L’orbiteur Danuri de la Corée du Sud capture de rares images avant et après l’impact d’une fusée SpaceX sur la Lune
Points clés
- •L’étage supérieur de Falcon 9 a percuté la face cachée de la Lune, près du cratère Einstein, à 15 h 34 mercredi, heure de Corée, selon l’Administration aérospatiale coréenne.
- •Danuri compte parmi les premières missions à documenter un impact lunaire avec des images de référence avant l’événement et des observations après l’impact, en enregistrant le site huit fois au total.
- •L’orbiteur a utilisé son imageur de terrain lunaire avec une résolution d’environ cinq mètres par pixel et sa caméra polarimétrique pour mesurer les changements de réflectance et de polarisation depuis 340 à 350 kilomètres au-dessus de la Lune.

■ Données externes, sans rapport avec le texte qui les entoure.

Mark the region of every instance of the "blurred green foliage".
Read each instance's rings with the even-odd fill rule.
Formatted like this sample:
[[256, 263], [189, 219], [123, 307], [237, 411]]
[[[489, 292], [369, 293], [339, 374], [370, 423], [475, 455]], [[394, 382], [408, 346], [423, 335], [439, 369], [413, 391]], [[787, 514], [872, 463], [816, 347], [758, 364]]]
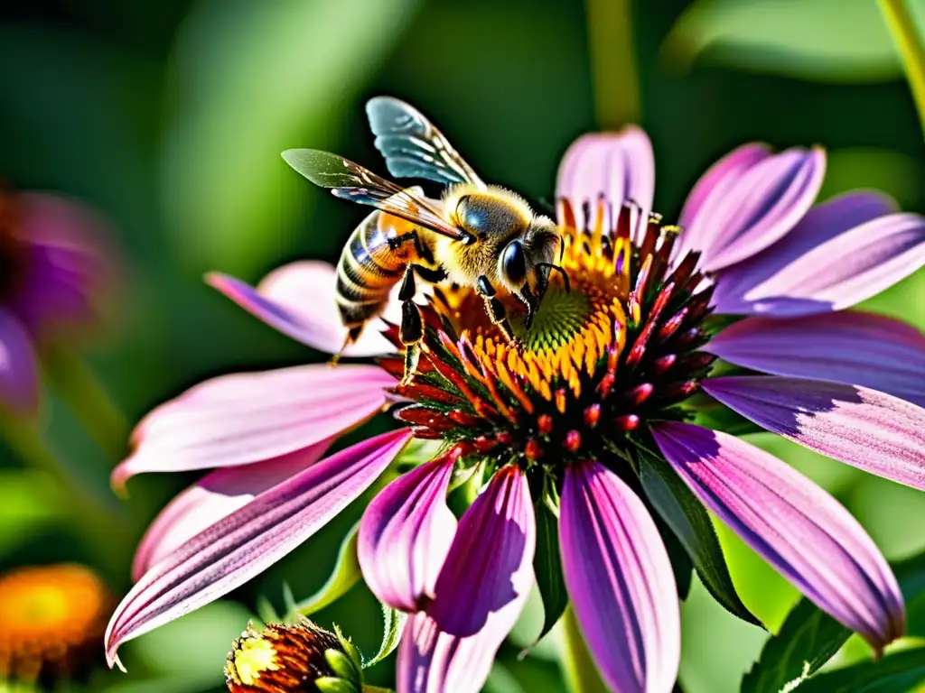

- •Les scientifiques prévoient d’analyser les dimensions du cratère, la répartition des éjectas et les propriétés polarimétriques, les données devant appuyer les études de suivi de Lunar Reconnaissance Orbiter de la NASA et la recherche internationale sur la géologie lunaire.
- •L’impact de débris non contrôlés a suscité des avertissements de scientifiques concernant les risques croissants pour les futures opérations lunaires à mesure que l’espace cislunaire devient plus encombré par des missions scientifiques, commerciales et nationales.

L’orbiteur lunaire Danuri, le premier de la Corée du Sud, a capturé de rares images avant et après l’impact d’un étage de fusée SpaceX Falcon 9 sur la Lune, offrant aux scientifiques l’une de leurs meilleures opportunités à ce jour d’étudier comment un objet d’origine humaine modifie la surface lunaire.
L’Administration aérospatiale coréenne a annoncé jeudi que l’étage supérieur de la fusée avait percuté la face cachée de la Lune, près du cratère Einstein, à 15 h 34 mercredi (heure de Corée). Contrairement à la plupart des impacts lunaires précédents, étudiés généralement seulement après la découverte de nouveaux cratères, Danuri a enregistré le site avant et après la collision.
Danuri a commencé à photographier la zone environ 30 minutes avant l’impact et a poursuivi ses observations ensuite, capturant le site huit fois au total. L’orbiteur avait également obtenu le mois dernier des images de référence du lieu afin d’établir une base de comparaison.
Les images diffusées par l’agence montrent une marque sombre nouvellement formée s’étendant depuis le site d’impact, ainsi que des changements visibles du terrain environnant causés par les débris projetés par la collision.
Pour capturer l’événement, Danuri a ajusté son orbite afin de survoler directement le site d’impact tout en volant à environ 340 à 350 kilomètres au-dessus de la surface lunaire. À l’aide de son imageur de terrain lunaire haute résolution, l’orbiteur a photographié la zone avec une résolution d’environ cinq mètres par pixel.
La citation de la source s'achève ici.